Mehr „Kundenprofitabilität“ hat der Vorstand deswegen als Ziel definiert – mehr Umsatz aus den vorhandenen Geschäftsbeziehungen herausholen. Nur fehlt der Bank dafür noch viel an Digitalkompetenz. Und die Pandemie wurde nicht durchgehend als historische Chance gesehen, Kundenbeziehungen zu aktivieren:

  • Die staatlich geförderten Corona-Kredite müssen über die Hausbank der Unternehmen abgewickelt werden. Die Commerzbank empfiehlt offenbar vielen Selbstständigen durchaus, die Dispositionsrahmen auf den Geschäfts- oder Privatkunden-Konten zu nutzen: heisst bis zu 13% Zinsen statt der staatlich gestützten 3%. Diese Erfahrung machten zum Beispiel Selbstständige in Berlin und Leipzig, ein flächendeckender Nachweis ist kaum möglich.
  • Ohne Online-Banking geht gerade jetzt gar nichts mehr. Die Zahl der aktuell blockierten oder nicht funktionierenden Online-Zugänge kann nur geschätzt werden, glaubt man enstprechenden Internet-Portalen sind es viele Tausend. Glaubt man der Commerzbank könne es sich nur um Einzelfälle handeln. Wirklich? Alleine für heute vormittag meldet eine von mehreren Verbraucherportalen, die website stoerungsmelder.de mehr als 500 Meldungen zu nicht funktionierenden Online-Banking-Zugängen oder den entsprechenden Websites. Und wieviele Verbraucher machen sich überhaupt die Mühe eine „Störungsmeldung“ abzusetzen?
  • Selbst Unternehmer mit mehreren hundertausend Euro Barvermögen hören von der Commerzbank – oft gar nichts. Keine Kommunikation. Keine Ansprache. Keine Nachfragen. Keine Beratungsangebote. Corona existiert für die Commerzbank nicht, Chance vertan. „Kundenprofitabilität“ ausbauen geht anders.
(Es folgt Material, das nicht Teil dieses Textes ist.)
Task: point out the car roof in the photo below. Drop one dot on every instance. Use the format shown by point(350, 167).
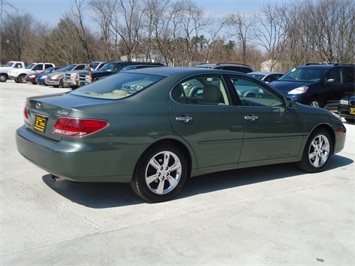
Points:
point(264, 72)
point(220, 64)
point(169, 71)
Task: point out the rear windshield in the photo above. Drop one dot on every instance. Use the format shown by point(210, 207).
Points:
point(117, 86)
point(304, 74)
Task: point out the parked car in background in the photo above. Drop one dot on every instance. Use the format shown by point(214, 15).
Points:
point(266, 76)
point(4, 71)
point(148, 127)
point(32, 78)
point(346, 108)
point(56, 79)
point(228, 66)
point(108, 69)
point(41, 77)
point(19, 75)
point(318, 85)
point(71, 78)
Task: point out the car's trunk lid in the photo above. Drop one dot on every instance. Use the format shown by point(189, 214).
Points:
point(41, 113)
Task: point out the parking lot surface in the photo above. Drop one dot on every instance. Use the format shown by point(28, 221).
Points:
point(274, 215)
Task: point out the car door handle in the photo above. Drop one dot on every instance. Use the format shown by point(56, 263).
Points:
point(251, 117)
point(185, 119)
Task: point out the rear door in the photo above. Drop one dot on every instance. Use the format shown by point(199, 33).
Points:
point(208, 121)
point(271, 131)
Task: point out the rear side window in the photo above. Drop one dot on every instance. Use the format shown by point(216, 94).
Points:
point(201, 90)
point(252, 93)
point(349, 74)
point(117, 86)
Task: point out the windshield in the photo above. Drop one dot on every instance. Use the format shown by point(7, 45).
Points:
point(67, 68)
point(117, 86)
point(108, 67)
point(258, 76)
point(304, 74)
point(30, 66)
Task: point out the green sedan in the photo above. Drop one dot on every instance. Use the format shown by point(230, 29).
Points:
point(155, 127)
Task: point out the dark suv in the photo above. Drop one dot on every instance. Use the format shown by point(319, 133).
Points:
point(346, 108)
point(109, 68)
point(228, 66)
point(319, 85)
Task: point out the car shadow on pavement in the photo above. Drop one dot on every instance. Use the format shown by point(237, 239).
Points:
point(108, 195)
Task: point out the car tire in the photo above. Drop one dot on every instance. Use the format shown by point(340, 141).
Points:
point(350, 120)
point(317, 152)
point(315, 102)
point(22, 79)
point(3, 78)
point(61, 84)
point(160, 173)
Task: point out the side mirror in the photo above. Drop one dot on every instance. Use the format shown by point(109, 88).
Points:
point(330, 81)
point(290, 103)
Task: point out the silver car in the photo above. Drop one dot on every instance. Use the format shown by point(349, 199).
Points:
point(55, 79)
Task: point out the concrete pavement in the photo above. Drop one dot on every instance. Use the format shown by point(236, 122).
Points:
point(274, 215)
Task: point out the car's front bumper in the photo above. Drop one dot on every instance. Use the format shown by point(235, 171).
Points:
point(81, 162)
point(346, 111)
point(52, 82)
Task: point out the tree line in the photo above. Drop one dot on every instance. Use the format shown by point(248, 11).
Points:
point(179, 33)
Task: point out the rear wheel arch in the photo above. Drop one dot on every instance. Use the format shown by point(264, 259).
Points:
point(3, 77)
point(318, 149)
point(161, 171)
point(177, 144)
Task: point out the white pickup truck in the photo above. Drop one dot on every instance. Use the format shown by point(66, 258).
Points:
point(19, 75)
point(9, 66)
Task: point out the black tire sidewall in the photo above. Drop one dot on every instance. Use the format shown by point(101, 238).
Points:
point(305, 164)
point(138, 183)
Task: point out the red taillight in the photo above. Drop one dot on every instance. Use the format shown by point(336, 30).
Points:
point(26, 115)
point(76, 127)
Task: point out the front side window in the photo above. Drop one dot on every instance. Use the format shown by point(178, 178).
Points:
point(203, 90)
point(334, 75)
point(38, 67)
point(117, 86)
point(252, 93)
point(310, 74)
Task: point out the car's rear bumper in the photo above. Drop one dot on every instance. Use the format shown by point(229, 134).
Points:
point(346, 111)
point(68, 160)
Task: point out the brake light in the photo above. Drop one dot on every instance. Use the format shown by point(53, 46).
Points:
point(26, 116)
point(76, 127)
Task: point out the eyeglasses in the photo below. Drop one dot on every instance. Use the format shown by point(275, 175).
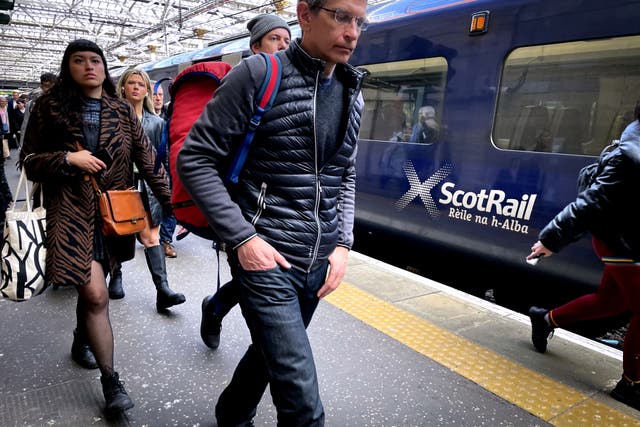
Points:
point(345, 18)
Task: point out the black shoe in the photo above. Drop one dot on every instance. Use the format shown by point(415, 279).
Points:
point(115, 395)
point(627, 393)
point(210, 325)
point(115, 285)
point(81, 352)
point(540, 329)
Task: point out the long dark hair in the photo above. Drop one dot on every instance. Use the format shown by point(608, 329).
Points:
point(65, 98)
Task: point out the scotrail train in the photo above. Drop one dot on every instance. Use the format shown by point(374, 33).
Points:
point(478, 116)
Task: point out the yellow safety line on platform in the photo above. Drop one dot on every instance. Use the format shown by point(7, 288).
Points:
point(543, 397)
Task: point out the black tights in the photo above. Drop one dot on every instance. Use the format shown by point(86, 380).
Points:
point(92, 312)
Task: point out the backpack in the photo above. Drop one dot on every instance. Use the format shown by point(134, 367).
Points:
point(190, 91)
point(588, 174)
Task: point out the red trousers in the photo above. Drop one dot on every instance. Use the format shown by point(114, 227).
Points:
point(618, 292)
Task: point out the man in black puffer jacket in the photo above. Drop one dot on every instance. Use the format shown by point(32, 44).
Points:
point(607, 210)
point(288, 222)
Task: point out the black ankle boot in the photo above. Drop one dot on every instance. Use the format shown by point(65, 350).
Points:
point(540, 329)
point(115, 284)
point(165, 297)
point(210, 324)
point(115, 395)
point(81, 351)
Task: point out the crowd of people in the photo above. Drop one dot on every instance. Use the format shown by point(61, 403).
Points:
point(84, 114)
point(282, 260)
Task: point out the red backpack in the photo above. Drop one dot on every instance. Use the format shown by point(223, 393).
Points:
point(190, 91)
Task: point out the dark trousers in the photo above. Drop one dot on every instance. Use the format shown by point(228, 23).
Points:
point(226, 298)
point(618, 292)
point(277, 305)
point(167, 228)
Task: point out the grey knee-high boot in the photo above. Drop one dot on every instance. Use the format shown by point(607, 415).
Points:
point(156, 261)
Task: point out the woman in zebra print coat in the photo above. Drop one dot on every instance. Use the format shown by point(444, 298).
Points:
point(79, 116)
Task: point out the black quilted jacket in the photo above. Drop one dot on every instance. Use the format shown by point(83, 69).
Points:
point(607, 209)
point(302, 208)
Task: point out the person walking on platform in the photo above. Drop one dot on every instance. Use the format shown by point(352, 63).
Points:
point(269, 34)
point(134, 86)
point(607, 210)
point(290, 249)
point(169, 223)
point(80, 116)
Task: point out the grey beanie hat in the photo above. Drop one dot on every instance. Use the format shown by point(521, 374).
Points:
point(262, 24)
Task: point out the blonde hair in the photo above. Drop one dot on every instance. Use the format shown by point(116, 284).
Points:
point(147, 104)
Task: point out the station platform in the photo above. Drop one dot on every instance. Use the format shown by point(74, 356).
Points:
point(391, 349)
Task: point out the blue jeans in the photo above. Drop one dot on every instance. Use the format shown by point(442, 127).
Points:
point(224, 299)
point(277, 305)
point(167, 228)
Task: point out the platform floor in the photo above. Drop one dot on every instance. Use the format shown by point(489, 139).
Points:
point(391, 348)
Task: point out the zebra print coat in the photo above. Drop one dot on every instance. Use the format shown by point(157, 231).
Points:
point(68, 194)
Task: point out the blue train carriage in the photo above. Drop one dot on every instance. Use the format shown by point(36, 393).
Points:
point(478, 116)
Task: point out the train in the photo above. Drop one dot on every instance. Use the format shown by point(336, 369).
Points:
point(516, 97)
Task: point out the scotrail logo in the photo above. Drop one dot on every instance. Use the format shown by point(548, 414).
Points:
point(489, 207)
point(421, 189)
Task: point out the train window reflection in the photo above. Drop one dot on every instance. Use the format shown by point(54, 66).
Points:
point(403, 100)
point(571, 98)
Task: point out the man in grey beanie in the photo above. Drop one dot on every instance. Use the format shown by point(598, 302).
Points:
point(269, 33)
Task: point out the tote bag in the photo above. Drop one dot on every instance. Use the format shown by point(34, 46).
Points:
point(23, 250)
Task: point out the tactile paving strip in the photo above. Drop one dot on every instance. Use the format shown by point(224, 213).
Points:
point(543, 397)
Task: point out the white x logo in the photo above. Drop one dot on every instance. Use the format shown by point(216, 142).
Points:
point(422, 189)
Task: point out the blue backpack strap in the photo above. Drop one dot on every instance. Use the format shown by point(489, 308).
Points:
point(163, 148)
point(266, 97)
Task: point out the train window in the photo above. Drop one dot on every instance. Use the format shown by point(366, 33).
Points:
point(403, 100)
point(569, 98)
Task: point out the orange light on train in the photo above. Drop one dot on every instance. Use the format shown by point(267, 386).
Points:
point(479, 23)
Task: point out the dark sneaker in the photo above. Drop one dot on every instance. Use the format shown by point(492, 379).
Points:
point(540, 329)
point(115, 395)
point(210, 325)
point(627, 393)
point(182, 233)
point(81, 352)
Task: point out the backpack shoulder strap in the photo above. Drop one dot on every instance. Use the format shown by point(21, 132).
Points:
point(264, 101)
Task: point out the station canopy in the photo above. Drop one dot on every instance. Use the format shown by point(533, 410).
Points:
point(131, 32)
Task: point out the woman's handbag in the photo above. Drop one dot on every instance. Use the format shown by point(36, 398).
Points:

Auch dieser Fakt ist belegt. Der Anspruch auf eine Erhebung unter allen existierenden Bankkunden ist kaum einlösbar – so bleibt es hier bei einer belegbaren Momentaufnahme, die hoffentlich falsch ist.

Erfolgreich in der Provinz: Commerzbank-Tochter Comdirect

Die aktuelle Corona-Krise wird für die Commerzbank ein Problem mit sich bringen, von dem die Bank bislang zumindest halbwegs verschont blieb: die Kreditausfälle waren im Vergleich gering, werden jetzt in 2020 sicher zunehmen. Kein alleiniges Commerzbank-Problem, aber es macht alle Rettungsversuche noch schwieriger. Und könnte die Aussicht auf die bescheidene Rendite von 4% pulverisieren. Um trotz aller negativen Aussichten zu beruhigen verweist man in Frankfurt gerne auf die laufende Integration der Digital- und Online-Tochter Comdirect aus dem beschaulichen Quickborn bei Hamburg: in der Tat ist diese von den Frankfurter Kollegen lange belächelte „Provinzbude“ digital Lichtjahre weiter als die 150 Jahre alt gewordene Mutter. Das die Comdirect die am Main nie gelernte digitale Kompetenz mitbringen könnte ist sicher, nur: „Umstellen müssen sich auch die Kunden und Mitarbeiter der Comdirect. Diese wird enger in die Commerzbank-Struktur integriert. Die bisherige Freiheit gegenüber dem Mutterhaus, die über Jahre dazu geführt hat, dass das Team aus Quickborn Innovationen vorantreiben konnte, die nicht überall möglich gewesen wären, könnte dabei ganz oder teilweise auf der Strecke bleiben“ (IT-Finanzmagazin.de; 9/2019).


Gründungs-Stammsitz in Hamburg

Die Commerzbank hat schon mehrere tiefe Krisen überlebt – und wurde bereits einmal vom Staat gerettet, der in der Bankenkrise 1931 70% des Aktienkapitals übernahm. Doch es wäre nicht die Commerzbank gewesen, wenn man dies damals nicht als Chance gesehen hätte, sofort eine Übernahme der Dresdner Bank zu diskutieren. Das musste dann bis 2008 warten und ist heute, auch 12 Jahre danach, eine der nie abgearbeiteten Baustellen einer einst wichtigen Bank. Das, was die Commerzbank mit hanseatischer Akribie erreicht hatte, nämlich der wichtigste Kreditgeber im deutschen Mittelstand zu werden, wäre in einer Zeit, in der globale Finanzierungströme und die damit verbundenen Ungewissheiten präsenter sind als je zuvor, vielleicht weniger „sexy“ als das Spielen an internationalen Finanzmärkten – aber nachhaltiger.